Desperate to save the woman he loves, nobleman Damien LaCroix allows himself to be turned by a vampire, only to discover it comes at a higher cost than he ever expected.

A plague is killing Damien’s people. As he confronts his own mortality, he receives a dire message from his betrothed. The sickness has overtaken her family, and she fears it will take her next. The thought of losing her is unbearable. He seeks out a vampire to turn him so that he can save Antoinette.

But when Antoinette betrays him, she shatters his hopes of eternity together. He vows never to turn another and leaves France with his ancestral home burning in the distance. He travels across Europe, fighting as a mercenary for a time, and gets caught up in the French Revolution.

When he travels to the New World, he finds himself smitten again by a human woman, the kind he’d vowed to avoid. When Kate is accused of murder and likely to be hanged for her crimes, Damien faces a dire choice.

 

Review By Sherry Perkins.
Member of the Paranormal Romance Guild Review Team

“This time Damien wasn’t going to get his way.”—The Nightman’s Odyssey

Hold on to your horses, your hat and cloak or whatever, we’re going on a dark adventure. A very, very terrifying one! And I’m loving it, every morbidly fascinating and gory bit. This kind of story is something Tony Paul de Vissage does exceptionally well. It’s why I am such a devoted fan!

de Vissage is a lean writer. “The Nightman’s Odyssey” sentence structure is pared to essentials. This is especially effective in the horror genre. A staccato burst of facts that leave you enough room to imagine the worst. Because most assuredly, much worse is coming. If you’re talking about vampires, then you know there will be horror upon horror to follow.

What makes the terse prose even more effective is it’s befitting the main character, Damien Lacroix. Damien, an Early Medieval (aka, the Dark Ages) nobleman, expects to get what he wants, when he wants it—until the plague arrives. Pestilence strikes the love of his life, the virginal Antoinette. Knowing her death is inevitable, and with all hope lost, Damien stumbles across someone who can help him save his beloved Antoinette. Saving her comes at a cost though. One Damien could not have foreseen nor even imagined.

Then, like all classic vampire stories, the story takes a horribly violent turn. Make no mistake, viciousness is part and parcel of “The Nightman’s Odyssey.” That’s as it should be. Because whether it’s the story of a man searching for true love, he is a monster. The thematic style of “The Nightman’s Odyssey” calls two other vampire stories to mind. First, Bram Stoker’s “Dracula,” specifically where Harker, shivering with anticipation, describes his encounter with Dracula’s Brides. The other is Justin Cronin’s “The Passage,” where evil is unrelenting. You’ll have to tell me if you agree.

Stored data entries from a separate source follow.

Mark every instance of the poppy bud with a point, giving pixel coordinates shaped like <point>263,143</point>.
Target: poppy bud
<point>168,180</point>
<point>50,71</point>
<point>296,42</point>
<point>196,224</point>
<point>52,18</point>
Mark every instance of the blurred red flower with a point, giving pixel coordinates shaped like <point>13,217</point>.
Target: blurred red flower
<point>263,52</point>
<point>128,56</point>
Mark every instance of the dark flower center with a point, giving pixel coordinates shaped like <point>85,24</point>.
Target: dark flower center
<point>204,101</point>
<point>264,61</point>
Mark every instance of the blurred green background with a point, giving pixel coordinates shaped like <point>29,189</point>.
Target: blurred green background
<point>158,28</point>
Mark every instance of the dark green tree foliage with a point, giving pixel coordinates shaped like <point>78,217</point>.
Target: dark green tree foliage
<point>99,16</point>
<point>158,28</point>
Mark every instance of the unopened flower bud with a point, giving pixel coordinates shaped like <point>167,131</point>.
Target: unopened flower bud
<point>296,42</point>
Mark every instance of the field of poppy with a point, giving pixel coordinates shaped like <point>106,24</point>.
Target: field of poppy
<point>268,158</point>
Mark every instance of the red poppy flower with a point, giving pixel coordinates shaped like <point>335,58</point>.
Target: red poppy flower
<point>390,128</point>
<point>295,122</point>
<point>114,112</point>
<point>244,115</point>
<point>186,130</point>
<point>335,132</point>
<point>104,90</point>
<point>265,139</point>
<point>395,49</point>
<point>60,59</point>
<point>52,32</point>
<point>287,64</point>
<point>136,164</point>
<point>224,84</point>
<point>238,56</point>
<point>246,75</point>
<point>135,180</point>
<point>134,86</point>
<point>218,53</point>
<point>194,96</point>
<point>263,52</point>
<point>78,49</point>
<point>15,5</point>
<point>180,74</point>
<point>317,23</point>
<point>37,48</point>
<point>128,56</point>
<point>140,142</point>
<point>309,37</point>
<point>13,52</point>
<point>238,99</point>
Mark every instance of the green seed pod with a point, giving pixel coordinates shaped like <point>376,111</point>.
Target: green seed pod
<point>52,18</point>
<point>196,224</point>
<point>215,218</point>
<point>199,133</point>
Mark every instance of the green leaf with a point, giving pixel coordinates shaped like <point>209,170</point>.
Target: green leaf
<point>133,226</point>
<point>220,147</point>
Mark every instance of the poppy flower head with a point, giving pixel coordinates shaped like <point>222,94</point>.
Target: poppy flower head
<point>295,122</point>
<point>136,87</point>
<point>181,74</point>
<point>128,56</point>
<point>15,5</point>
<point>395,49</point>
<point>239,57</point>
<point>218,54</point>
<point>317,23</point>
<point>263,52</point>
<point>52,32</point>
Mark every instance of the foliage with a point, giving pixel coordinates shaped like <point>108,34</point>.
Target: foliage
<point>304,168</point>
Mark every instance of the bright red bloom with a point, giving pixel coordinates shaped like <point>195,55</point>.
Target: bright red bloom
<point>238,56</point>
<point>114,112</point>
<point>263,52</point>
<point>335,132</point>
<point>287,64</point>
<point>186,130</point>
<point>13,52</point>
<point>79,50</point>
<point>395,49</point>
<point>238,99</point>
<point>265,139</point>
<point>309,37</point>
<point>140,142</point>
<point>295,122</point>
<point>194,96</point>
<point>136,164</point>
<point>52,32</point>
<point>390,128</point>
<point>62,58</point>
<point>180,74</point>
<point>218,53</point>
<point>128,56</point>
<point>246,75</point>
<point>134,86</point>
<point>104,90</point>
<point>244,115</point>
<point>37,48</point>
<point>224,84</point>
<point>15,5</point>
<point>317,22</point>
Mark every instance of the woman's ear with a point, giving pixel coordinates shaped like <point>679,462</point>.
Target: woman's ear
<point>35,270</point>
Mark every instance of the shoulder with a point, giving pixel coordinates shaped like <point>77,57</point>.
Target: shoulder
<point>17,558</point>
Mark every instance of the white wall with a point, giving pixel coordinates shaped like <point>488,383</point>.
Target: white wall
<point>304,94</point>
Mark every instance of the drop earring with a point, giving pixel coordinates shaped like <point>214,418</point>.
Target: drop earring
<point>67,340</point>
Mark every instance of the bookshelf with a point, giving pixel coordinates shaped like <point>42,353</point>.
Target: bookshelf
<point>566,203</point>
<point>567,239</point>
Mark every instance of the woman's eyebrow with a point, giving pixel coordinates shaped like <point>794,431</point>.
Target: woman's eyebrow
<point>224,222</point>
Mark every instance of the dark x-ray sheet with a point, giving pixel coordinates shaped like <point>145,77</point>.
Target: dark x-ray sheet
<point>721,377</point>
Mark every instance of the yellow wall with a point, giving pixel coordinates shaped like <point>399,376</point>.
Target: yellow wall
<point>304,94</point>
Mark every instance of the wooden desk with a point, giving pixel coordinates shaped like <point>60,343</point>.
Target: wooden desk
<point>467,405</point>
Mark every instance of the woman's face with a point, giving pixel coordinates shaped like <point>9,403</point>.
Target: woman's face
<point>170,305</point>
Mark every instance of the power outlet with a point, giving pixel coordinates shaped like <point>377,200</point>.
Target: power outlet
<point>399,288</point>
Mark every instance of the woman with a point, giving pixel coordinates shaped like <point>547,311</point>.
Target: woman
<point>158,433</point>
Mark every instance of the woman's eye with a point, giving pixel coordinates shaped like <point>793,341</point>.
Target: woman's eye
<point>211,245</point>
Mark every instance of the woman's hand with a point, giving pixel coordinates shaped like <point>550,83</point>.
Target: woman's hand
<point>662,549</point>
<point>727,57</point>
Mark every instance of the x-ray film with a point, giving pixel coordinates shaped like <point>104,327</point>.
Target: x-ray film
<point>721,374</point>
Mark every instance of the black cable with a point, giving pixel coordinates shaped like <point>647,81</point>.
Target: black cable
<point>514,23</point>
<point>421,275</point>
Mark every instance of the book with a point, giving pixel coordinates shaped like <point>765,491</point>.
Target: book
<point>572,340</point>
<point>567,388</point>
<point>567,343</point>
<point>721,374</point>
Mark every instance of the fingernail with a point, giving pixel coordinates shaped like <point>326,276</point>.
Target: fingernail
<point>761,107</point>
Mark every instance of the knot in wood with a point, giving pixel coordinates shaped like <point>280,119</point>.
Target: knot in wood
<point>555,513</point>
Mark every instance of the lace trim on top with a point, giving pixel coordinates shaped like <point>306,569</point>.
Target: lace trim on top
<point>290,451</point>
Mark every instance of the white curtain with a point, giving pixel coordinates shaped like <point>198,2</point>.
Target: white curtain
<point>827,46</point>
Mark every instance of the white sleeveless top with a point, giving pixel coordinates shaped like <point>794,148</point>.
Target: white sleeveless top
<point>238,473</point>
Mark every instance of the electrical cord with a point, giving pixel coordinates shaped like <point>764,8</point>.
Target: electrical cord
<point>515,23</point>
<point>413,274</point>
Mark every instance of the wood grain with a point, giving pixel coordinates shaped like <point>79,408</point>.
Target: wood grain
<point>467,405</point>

Wanton rape, war, graphic killing, and explicit sexual activity is rampant in the story’s beginning which should be expected in a story about blood lust, feeding frenzies and raw passion. Although you’d think such horror or its detail has no place in romantic fantasy, it is historically accurate and a necessary contrast to show the character’s growth. The writing keeps you in context, rivetted to the page. That said, there is always hope. Year after year after year…which is another clever bit of writing by de Vissage—the story carries into a future quite far removed from ours, with an ending that is, shall we say, poetic justice, nonetheless.

A five-star review about a vampire with an ancient and unfortunate past that follows him wherever he goes.